Lieferung in sechs Wochen
So kann Krauschwitz in zirka sechs Wochen mit der Lieferung durch die Firma Eder Fördertechnik Kolkwitz rechnen.
Nun ist Daumendrücken angesagt, denn ein Beschluss, der Frau Holle das Bettenschütteln verbietet, stand am Dienstag nicht mit auf der Tagesordnung. Die Befürchtungen, dass gerade die kleinen Ortsteile im Winter von der Krau schwitzer Außenwelt abgeschnitten werden, sind groß und nicht von der Hand zu weisen.

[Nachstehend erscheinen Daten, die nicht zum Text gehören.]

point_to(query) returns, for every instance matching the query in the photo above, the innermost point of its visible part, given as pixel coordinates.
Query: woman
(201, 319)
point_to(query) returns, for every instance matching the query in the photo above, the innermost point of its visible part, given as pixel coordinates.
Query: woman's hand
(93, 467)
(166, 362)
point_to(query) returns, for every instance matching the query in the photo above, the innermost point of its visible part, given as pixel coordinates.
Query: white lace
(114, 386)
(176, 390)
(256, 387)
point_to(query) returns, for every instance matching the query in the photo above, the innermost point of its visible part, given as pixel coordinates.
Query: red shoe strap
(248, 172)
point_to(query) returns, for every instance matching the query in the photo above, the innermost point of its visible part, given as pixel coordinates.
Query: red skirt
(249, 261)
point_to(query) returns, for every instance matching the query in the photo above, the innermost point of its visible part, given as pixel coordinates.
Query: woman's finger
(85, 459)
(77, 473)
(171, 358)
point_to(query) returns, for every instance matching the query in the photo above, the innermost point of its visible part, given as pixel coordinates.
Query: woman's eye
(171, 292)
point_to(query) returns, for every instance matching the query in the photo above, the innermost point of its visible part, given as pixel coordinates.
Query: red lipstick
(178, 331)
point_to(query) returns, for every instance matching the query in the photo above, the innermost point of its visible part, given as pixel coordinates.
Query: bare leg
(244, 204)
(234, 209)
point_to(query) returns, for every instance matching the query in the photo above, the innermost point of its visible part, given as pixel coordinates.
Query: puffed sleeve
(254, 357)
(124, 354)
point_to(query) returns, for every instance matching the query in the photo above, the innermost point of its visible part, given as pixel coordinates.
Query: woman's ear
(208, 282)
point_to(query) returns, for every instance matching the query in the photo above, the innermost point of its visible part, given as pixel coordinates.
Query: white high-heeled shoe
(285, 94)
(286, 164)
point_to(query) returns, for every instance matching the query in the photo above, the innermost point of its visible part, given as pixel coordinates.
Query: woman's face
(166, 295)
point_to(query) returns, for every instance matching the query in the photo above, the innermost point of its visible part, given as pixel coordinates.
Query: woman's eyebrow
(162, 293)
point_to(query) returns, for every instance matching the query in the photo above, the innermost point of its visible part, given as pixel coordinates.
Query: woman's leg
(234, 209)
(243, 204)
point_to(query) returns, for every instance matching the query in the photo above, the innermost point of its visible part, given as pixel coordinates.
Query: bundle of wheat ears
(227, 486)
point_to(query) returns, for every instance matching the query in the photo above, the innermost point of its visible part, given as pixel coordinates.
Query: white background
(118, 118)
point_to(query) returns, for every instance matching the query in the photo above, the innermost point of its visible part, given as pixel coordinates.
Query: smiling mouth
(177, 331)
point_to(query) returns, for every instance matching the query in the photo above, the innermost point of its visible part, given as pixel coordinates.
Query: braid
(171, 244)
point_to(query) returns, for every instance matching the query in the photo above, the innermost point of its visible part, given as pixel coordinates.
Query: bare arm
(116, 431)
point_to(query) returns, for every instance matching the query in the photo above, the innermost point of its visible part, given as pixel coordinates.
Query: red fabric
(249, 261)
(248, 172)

Denn mit maximal zwei wintertauglichen Multicars sind die rund 80 Kilometer Gemeindestraßen und Gehwege weder bis 7 Uhr morgens, wie es in der Satzung steht, noch bis zum Mittag zu schaffen, verlautet dazu aus der Gemeindeverwaltung Krauschwitz.

Zum Thema Pflichtaufgabe der Kommunen?
 Der Winterdienst ist auf öffentlichen Gehwegen sowie an unübersichtlichen und gefährlichen Stellen von Gemeindestraßen Pflichtaufgabe der Kommunen. Alles, was darüber hinaus geht, ist eine freiwillige Leistung. In Krau schwitz war der Winterdienst in der Vergangenheit sehr großzügig geregelt. Denn bis zu vier Firmen sorgten dafür, dass die Gemeindestraßen beräumt wurden. Dafür schloss die Gemeinde Jahresverträge ab.